My sister asked later if there were ghosts, and at first I answered that our father always hikes with me. Then I realized she meant the freezing and dying soldiers of the American Revolution. So many wasted lives in wars, such an inefficient way to solve problems. Yet if they had not fought we wouldn't be here today. These ghosts were mostly trying to survive; I suspect that ideals aren't much comfort in the face of pain and death. It's hard to imagine the fear and chaos that was in this well kept park where people come to run and exercise their dogs.

I like to leave the paths and strike out over the fields. Our father hated trails and hated returning by the same way he had come. We followed him at our peril, ready for branches and thorns to snap back at us, taking pride in keeping pace with him. His most perilous hikes-"swamp hopping" with his teacher buddies-we never got to share. He did his duty his whole life, supporting the family; he needed the times of danger and adventure.

My friend Mary and I did a young girls' version of those hikes, in the woods on her family's farm.
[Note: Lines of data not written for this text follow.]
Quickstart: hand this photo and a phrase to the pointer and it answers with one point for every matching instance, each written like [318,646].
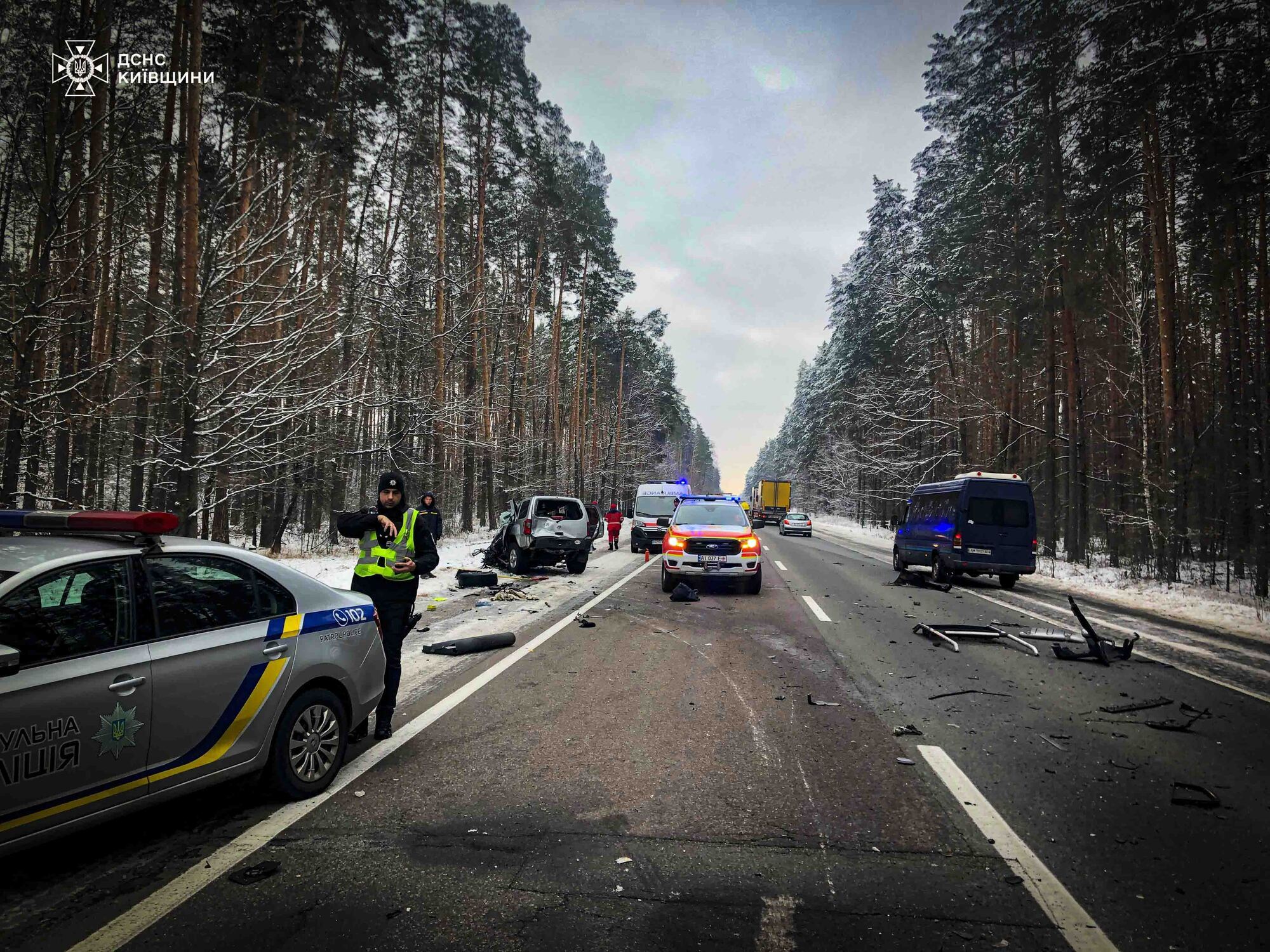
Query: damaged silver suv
[543,531]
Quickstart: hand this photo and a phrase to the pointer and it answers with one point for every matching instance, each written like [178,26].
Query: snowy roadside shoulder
[1198,605]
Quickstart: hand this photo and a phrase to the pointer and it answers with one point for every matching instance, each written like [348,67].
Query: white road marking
[131,923]
[777,926]
[816,610]
[1067,626]
[1080,931]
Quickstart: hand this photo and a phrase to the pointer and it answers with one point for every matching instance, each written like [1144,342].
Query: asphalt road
[680,737]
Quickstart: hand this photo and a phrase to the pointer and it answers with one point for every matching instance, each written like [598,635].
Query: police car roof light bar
[88,522]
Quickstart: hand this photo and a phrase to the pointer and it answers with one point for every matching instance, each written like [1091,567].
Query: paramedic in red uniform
[614,520]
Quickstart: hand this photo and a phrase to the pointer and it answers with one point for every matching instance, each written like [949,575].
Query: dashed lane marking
[130,925]
[1080,931]
[816,610]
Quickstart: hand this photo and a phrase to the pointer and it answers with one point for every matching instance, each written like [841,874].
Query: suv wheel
[755,586]
[309,744]
[519,559]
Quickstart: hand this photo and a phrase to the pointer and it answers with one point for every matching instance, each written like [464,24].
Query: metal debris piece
[1137,706]
[478,643]
[1100,649]
[255,874]
[1177,727]
[970,691]
[1193,795]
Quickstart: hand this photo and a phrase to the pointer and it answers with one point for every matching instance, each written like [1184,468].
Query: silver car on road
[137,667]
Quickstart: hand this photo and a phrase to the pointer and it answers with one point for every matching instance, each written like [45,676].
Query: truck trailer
[769,502]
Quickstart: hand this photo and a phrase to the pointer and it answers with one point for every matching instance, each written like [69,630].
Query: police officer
[392,557]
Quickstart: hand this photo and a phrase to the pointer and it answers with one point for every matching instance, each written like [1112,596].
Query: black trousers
[393,619]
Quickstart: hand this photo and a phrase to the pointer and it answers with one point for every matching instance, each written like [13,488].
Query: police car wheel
[309,744]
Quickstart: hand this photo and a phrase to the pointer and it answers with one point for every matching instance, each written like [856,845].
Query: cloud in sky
[742,140]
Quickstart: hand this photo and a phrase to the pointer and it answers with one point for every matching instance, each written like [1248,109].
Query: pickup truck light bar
[68,522]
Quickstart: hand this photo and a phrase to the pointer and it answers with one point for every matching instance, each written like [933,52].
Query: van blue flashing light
[68,521]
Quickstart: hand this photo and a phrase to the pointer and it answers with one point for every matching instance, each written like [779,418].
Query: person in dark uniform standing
[393,554]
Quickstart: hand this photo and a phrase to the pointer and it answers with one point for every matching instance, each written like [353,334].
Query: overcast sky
[742,139]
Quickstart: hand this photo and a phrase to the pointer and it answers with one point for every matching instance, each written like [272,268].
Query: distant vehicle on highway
[797,525]
[655,506]
[979,524]
[137,667]
[543,531]
[769,502]
[712,536]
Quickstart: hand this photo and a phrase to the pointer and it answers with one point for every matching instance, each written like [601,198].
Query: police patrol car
[137,667]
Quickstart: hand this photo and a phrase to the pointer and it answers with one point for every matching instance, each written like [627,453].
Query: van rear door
[1000,525]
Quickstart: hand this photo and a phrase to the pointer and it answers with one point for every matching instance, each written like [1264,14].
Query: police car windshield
[711,515]
[655,506]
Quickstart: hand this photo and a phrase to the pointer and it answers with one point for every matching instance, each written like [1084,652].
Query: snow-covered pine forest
[368,243]
[1075,290]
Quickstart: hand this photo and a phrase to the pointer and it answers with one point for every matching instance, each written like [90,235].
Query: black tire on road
[309,744]
[518,559]
[669,583]
[755,586]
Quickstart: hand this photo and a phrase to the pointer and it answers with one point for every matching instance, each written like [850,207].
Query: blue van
[979,524]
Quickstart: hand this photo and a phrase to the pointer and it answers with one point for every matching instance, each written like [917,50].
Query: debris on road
[478,643]
[255,874]
[1192,795]
[684,592]
[1137,706]
[1100,649]
[920,581]
[946,633]
[476,579]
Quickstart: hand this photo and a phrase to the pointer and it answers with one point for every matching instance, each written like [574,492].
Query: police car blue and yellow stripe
[251,696]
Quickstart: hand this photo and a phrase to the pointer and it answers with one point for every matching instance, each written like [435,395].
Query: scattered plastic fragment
[1193,795]
[255,874]
[1137,706]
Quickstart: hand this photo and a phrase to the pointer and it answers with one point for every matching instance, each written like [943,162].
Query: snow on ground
[1200,605]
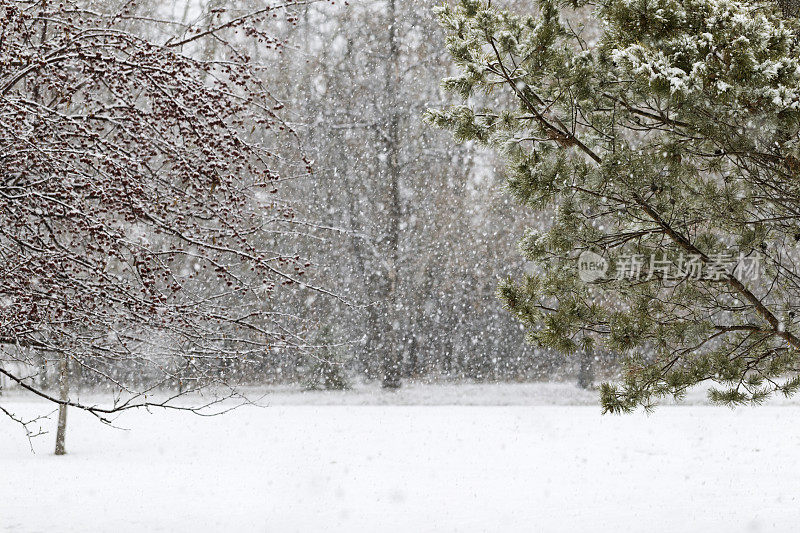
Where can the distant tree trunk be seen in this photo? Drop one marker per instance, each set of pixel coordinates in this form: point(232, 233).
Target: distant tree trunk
point(63, 380)
point(789, 8)
point(586, 371)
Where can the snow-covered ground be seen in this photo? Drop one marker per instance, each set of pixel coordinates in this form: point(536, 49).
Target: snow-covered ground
point(439, 462)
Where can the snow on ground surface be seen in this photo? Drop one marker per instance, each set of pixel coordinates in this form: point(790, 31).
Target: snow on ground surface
point(439, 462)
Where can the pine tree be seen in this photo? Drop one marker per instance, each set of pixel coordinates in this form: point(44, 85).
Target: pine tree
point(661, 141)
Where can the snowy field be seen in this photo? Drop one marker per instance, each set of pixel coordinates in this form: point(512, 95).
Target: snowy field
point(438, 462)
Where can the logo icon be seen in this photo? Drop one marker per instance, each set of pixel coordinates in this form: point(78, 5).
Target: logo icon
point(591, 266)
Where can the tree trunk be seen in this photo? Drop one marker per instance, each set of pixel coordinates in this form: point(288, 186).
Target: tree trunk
point(63, 381)
point(392, 359)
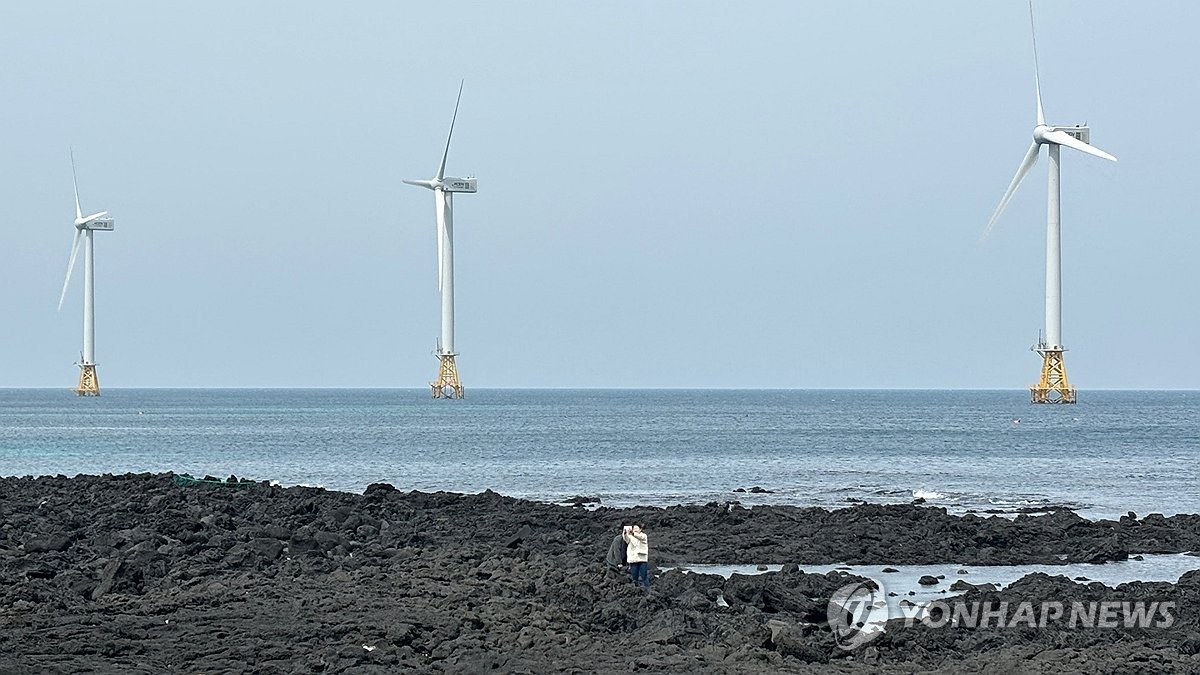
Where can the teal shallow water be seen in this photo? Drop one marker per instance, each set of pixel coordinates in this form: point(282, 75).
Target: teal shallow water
point(1111, 453)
In summer the nettles were six feet high, but in winter and fall the woods were ours, creek and fallen trees and swampy cornfields. We couldn't really get lost-you'd come upon a road or neighboring field eventually- but it felt large to us, and we were on our own, dealing with obstacles, getting scratched and happily filthy. It has stood us well to know what we can overcome.

When Dad was finally free of responsibilities, he didn't get much time before the Parkinson's diagnosis.Still and sadly, he always had the urge to move. I appreciate every chance I have to stride out somewhere in the kind of rough terrain that doesn't allow me to think tangled thoughts. I have to pay attention to each footstep, feel the roots and the earth.